Meet Jessica Almeida and Joana Soeiro. Both of these players are Portuguese internationals and played for junior clubs in Lisbon while Gearalds was a star. Almeida is a junior this season, and transferred from Cochise College in Arizona to get the chance to play for coach Gearalds after playing with her in Lisbon.
“She was like the superstar of the club, so everybody wanted to meet her and we were like the younger team of the club, but we were so considered, like good for our age that we got to play in the senior team, it was like a gift to play with the senior team,” Almeida said.
What makes this European connection so special is the brand of basketball the Knights are able to produce. Not only does Gearalds have Almeida and Soeiro on the floor, she also brought in former teammate, Greek international Vicky Volonaki, 39, to help establish a system that played a European brand of basketball.
“I love having Vicky on our staff, she challenges me in a different way to see things. I like to think that I can see absolutely everything, and she sees another perspective that I don’t see,” Gearalds said. “Seeing the game as an American and then seeing the game from a European standpoint, the way we play, I would say our team is very close to being a European style.”
One might believe that the best basketball is played here in the United States due to the global influence of the NBA and the success of the United States Men’s National Team in the Olympics and FIBA World Cup. However, Gearalds feels that this is a common misconception.

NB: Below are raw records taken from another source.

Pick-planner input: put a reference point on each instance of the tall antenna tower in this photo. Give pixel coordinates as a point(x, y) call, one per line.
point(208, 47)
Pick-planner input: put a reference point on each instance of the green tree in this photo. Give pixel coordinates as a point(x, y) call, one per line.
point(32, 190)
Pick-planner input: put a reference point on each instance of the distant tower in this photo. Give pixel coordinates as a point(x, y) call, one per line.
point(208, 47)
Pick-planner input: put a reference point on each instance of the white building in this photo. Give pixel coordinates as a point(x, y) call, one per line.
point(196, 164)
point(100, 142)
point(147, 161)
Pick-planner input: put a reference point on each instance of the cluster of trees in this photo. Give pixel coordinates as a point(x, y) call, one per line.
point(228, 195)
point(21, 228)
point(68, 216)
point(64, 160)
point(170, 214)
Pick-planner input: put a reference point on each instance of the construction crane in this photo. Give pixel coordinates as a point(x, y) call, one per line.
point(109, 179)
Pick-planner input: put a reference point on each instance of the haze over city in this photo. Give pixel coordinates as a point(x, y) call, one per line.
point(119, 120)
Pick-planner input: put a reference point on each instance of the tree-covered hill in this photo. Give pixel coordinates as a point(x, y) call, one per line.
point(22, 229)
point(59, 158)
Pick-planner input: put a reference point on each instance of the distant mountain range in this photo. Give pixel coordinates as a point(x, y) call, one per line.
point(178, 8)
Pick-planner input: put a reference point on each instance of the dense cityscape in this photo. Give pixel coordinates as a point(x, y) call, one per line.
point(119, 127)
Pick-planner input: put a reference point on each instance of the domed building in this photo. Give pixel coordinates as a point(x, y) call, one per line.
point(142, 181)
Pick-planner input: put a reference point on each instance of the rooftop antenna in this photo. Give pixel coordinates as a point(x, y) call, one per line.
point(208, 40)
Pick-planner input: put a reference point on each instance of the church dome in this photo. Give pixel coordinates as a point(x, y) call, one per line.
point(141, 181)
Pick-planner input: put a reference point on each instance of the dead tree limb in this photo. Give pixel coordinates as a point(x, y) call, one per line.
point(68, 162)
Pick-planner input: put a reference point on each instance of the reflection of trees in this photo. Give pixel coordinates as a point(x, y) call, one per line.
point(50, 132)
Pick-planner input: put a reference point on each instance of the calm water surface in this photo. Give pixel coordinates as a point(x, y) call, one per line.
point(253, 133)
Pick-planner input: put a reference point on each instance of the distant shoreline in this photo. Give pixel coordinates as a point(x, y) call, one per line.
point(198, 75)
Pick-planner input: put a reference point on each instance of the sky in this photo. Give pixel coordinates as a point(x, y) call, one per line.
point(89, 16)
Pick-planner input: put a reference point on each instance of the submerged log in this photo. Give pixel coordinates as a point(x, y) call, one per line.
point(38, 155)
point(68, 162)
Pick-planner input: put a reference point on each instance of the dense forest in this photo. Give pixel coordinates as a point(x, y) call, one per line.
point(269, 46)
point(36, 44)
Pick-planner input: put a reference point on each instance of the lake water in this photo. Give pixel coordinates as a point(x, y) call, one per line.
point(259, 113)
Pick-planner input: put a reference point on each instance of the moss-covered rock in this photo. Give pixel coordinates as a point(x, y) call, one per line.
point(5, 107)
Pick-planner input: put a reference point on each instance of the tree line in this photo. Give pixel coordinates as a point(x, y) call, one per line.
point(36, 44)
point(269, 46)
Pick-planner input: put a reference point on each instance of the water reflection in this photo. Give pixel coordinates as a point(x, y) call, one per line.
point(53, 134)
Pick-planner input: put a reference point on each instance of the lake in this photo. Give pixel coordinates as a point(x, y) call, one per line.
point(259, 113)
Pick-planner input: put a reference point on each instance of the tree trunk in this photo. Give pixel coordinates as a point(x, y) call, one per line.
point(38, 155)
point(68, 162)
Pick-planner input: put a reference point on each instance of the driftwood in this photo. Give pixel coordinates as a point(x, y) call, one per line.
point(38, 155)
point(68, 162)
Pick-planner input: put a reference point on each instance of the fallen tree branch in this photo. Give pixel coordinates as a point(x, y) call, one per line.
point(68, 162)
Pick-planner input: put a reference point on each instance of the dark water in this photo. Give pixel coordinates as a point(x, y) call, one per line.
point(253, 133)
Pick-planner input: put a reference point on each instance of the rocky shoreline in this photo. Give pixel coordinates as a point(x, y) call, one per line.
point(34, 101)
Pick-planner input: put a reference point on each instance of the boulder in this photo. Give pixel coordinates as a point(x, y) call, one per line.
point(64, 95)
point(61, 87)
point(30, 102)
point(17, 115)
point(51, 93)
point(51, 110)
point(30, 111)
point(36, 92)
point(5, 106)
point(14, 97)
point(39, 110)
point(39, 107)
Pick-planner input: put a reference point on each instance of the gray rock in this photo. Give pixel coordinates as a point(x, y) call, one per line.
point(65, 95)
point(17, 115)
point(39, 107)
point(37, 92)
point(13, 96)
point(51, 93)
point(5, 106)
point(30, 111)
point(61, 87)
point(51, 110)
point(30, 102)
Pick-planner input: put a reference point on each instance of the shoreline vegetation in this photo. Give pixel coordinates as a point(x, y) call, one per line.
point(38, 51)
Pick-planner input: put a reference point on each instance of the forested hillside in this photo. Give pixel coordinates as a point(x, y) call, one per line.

“I think Kobe Bryant said it best that AAU Basketball is killing the fundamentals kids know when they get to college, you don’t practice anymore, you don’t work on a craft. AAU is just game, after game, after game. When you watch an 18-year-old American kid vs. an 18-year-old European kid, [the European is] fundamentally more refined in my opinion. They practice instead of just playing games, and I think it makes a world of difference. . . Look at the San Antonio Spurs,” Gearalds said.
Almeida agreed that the European-style is a lot more tactical, even going so far as to say that the United States players are almost bred to be athletes, which comes with a very different style of play, more physicality and less finesse.
Both Gearalds and Volonaki agree that the experience Almeida and Soeiro have playing overseas has helped the entire Marian roster. However, it hasn’t come without growing pains.
The rules of European basketball are more reflective of the NBA, especially in terms of the pace of play.
“We’ve got 24 seconds on offense, that’s a big difference. Playing as a point guard was so different. You have to call for a ball screen to finish the play [in Europe]. Here, you can throw up an air-ball, I can go and grab the ball and ask for another set play,” Soeiro said.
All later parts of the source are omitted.